La révolution industrielle s’est accompagnée d’une transformation de la famille. On est passé de la famille élargie à la famille restreinte, réduite aux parents et aux enfants, ce qu’on appelle la famille-ménage. Sous la IIIe République, les enfants sont allés à l’école de plus en plus longtemps ; ils y ont découvert d’autres professions que celle de paysan. L’attrait de la ville, d’un salaire, de jours de repos et de congés, d’une certaine autonomie, d’une autre forme de vie a joué également son rôle dans l’exode rural. Seul un des enfants reprend la ferme ; il fonde une famille-ménage et il s’efforce de rentabiliser sa parcelle en mécanisant son travail. L’évolution du rôle de la femme a aussi son influence dans la disparition progressive de la société rurale traditionnelle, où la paysanne apparaissait souvent sous les traits de la servante de son mari — celle qui nettoyait la maison, faisait la cuisine, soignait les bêtes, servait à table —, mais aussi sous les traits de la matrone qui avait la responsabilité de la caisse et des enfants. Dans la famille-ménage, la femme devient en fait l’associée de son mari, et le partage des tâches se fait différemment. Ainsi, dans la société rurale traditionnelle, le poulailler, la basse-cour étaient laissés à la responsabilité de la femme, car le rapport économique était assez faible, plutôt de complément. Actuellement, au contraire, la rentabilisation des petites surfaces peut pousser le mari à mettre sur pied un élevage industriel de poules ; on passe alors de la basse-cour à l’élevage de 1 500 ou 3 000 poules suivant des normes industrielles ; la femme devient l’associée économique de son mari, au point que l’on a pu dire que, si les femmes de paysans s’arrêtaient de travailler, plus de 50 p. 100 des exploitations agricoles seraient en faillite. Parallèlement à l’évolution de ses tâches, la femme du paysan se fait, suivant l’expression d’Edgar Morin, l’« agent secret de la modernité ». Surchargée de tâches d’exploitation, la paysanne cherche à alléger les corvées ménagères ; elle supprime le feu de cheminée pour la cuisinière, le lavoir pour la machine à laver et elle introduit le réfrigérateur, puis, progressivement, tout l’équipement électro-ménager.

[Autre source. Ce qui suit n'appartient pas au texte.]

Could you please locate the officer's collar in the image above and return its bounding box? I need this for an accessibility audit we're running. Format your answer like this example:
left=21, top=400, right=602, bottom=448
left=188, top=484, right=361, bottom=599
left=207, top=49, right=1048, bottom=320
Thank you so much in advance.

La transformation de l’habitat et la fin d’une civilisation

Après la séparation de la pièce à coucher et de la salle commune autour de l’âtre, on assiste à la séparation de la cuisine et de la pièce de séjour ; c’est un des symboles de la fin de la civilisation rurale que la transformation du « foyer » —, pièce unique avec l’âtre, les bancs, le vaisselier, l’armoire et le lit —, en une série de pièces exprimant d’abord la séparation entre le coucher et le séjour, puis entre cuisine et salle de séjour. La salle commune ne doit plus être alors une pièce à corvées, mais un séjour de commodité, de détente, d’agrément. L’introduction de la télévision à partir des années 50 accentue encore le phénomène, en supprimant le pôle culturel de la société rurale, la veillée, dont le rôle était multiple. La veillée était le lieu permanent de création et de transmission de toute une culture ; le soir, autour du feu, au milieu des voisins, chacun s’efforçait de s’exprimer, et c’étaient les chants, les danses, les contes, les récits, les légendes, toute la littérature orale, l’histoire non écrite, en un mot la culture qui se transmettait sans solution de continuité des vieux aux jeunes dans la langue de la région. Les cultures régionales, soubassement culturel de la civilisation rurale, « chosifiées » par le pouvoir central comme folklore et, par là, dévalorisées, font de nouveau leur réapparition dans les revendications des minorités nationales. En effet, la transformation du milieu rural s’accompagne d’une transformation de la mentalité paysanne.